Using Swarm as Rancher Orchestrator

Walisson de Deus Casonatto
Quick Mobile Labs
Published in
3 min readJan 13, 2017

Rancher is a great container manager, but his default orchestrator is highly inferior. That’s why we have the option to use different orchestration agents on Rancher. In this article, we will talk about Swarm.

As an orchestrator, Swarm allows us to use his Networking Overlay, which means a single network shared between all hosts on your Swarm Cluster.

First of all, we need to install Rancher:

docker pull rancher/server
sudo docker run -d --restart=unless-stopped -p 8080:8080 rancher/server

Access rancher through http://{machine-ip}:8080 (do not use localhost)

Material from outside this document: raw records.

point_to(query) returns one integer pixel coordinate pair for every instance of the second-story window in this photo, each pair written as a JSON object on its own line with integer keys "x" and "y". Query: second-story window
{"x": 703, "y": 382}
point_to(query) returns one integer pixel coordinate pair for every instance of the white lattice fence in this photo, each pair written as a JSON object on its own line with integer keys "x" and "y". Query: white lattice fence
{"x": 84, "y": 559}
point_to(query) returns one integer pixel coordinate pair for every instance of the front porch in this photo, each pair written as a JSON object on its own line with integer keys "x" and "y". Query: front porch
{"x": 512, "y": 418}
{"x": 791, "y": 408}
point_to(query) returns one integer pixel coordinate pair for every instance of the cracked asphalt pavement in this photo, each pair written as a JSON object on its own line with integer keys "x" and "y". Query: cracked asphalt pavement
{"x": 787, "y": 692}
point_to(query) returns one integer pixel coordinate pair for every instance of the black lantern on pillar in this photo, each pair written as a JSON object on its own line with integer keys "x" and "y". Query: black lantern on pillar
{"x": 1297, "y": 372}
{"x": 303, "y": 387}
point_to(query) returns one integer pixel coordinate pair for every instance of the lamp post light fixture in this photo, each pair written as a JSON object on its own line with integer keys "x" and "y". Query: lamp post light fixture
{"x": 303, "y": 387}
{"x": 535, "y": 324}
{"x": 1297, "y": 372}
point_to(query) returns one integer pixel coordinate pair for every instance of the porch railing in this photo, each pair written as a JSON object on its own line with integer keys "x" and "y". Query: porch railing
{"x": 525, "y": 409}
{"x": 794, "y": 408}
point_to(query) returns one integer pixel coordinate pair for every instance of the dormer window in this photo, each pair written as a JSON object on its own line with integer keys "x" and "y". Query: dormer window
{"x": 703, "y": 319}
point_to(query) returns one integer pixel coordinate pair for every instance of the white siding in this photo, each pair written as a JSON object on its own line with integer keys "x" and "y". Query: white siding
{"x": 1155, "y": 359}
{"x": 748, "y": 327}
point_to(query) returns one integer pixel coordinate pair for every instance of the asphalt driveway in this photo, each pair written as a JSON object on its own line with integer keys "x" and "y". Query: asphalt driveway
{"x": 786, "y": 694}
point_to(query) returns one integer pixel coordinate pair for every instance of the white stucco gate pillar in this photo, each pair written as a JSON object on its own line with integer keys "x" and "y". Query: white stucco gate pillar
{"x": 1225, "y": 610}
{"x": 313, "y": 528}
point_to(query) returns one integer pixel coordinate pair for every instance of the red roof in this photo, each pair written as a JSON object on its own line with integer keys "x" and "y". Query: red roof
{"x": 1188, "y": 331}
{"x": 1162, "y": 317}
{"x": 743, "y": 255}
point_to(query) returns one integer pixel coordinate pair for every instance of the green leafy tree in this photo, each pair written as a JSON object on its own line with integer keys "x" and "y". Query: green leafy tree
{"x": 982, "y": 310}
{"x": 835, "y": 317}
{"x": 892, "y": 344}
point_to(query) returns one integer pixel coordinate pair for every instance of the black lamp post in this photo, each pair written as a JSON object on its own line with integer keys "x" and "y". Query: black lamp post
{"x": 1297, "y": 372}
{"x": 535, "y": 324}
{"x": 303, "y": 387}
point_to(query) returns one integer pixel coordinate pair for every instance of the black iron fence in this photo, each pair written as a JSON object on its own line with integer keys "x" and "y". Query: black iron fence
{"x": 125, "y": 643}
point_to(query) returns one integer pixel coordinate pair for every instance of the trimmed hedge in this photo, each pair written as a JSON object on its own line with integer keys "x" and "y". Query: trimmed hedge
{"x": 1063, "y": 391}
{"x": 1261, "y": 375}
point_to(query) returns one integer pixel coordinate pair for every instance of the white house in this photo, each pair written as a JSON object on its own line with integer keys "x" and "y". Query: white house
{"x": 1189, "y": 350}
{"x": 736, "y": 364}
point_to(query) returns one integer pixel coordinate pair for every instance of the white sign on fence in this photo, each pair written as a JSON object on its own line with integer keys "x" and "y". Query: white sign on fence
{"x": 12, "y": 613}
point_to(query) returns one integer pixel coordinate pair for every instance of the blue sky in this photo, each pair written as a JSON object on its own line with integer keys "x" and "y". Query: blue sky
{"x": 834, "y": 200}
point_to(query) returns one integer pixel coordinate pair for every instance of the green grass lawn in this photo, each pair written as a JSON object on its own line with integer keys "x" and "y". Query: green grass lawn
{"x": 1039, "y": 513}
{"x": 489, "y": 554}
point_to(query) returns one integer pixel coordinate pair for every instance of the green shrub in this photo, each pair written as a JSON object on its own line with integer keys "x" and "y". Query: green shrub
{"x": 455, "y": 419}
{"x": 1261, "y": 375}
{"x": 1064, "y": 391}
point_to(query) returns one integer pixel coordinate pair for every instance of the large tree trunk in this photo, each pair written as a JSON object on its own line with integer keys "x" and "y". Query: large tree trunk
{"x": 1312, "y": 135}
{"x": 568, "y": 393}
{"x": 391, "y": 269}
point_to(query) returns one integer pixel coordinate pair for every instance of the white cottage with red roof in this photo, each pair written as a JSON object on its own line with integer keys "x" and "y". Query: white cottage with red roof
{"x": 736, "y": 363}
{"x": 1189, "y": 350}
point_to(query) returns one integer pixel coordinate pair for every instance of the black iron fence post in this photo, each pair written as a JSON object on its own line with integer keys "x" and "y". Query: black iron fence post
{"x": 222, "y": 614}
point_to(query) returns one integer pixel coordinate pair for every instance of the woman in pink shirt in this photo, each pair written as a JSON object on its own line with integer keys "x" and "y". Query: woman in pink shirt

After installing it, we need to add a new environment:

Then, name it as Swarm and choose Swarm as an orchestrator:

Swarm is going to ask for a host before building the environment:

You may add a host on Infrastructure > Add Host > Custom

You should change it to your IP.

Go back and click to add a host. Follow Rancher’s instructions:

Then click on Swarm>Infrastructure and Swarm will be building the infrastructure stacks.

Let’s add a stack and use Refresh, a simple go project. Redis and Refresh will be able to communicate without a explicit link.

Click on ADD Stack and use this docker-compose and rancher-compose:

version: '2'
services:
api-refresh:
image: walissoncasonatto/go-refresh
environment:
REDIS_HOST: redis-refresh
stdin_open: true
tty: true
ports:
- 8282:80/tcp
labels:
io.rancher.container.pull_image: always
redis-refresh:
image: redis
stdin_open: true
tty: true
labels:
io.rancher.container.pull_image: always
version: '2'
services:
api:
scale: 1
start_on_create: true
redis:
scale: 1
start_on_create: true

Note that Redis doesn’t publish any port. The only service that publishes a port is the API. There is an environment variable passing the redis host, which is the name of the service. It is from this name that Rancher will resolve to the Redis container. When developing APIs inside the container they can always respond on port 80, avoiding concern for ports. Rancher will not allow any service with the same name on the same stack to prevent errors on DNS solving. If you want a service to communicate with a service in another stack we should use <serviceName>.<stackName>

When you use Rancher DNS to establish a communication between services, it will redirect to the right container. So if we wish to communicate with refresh service we should call it on port 80 witch is the port used inside the container. The port 8282 is only used to publish it on the host.

After all these steps, you should be ready to test our refresh application on port 8282.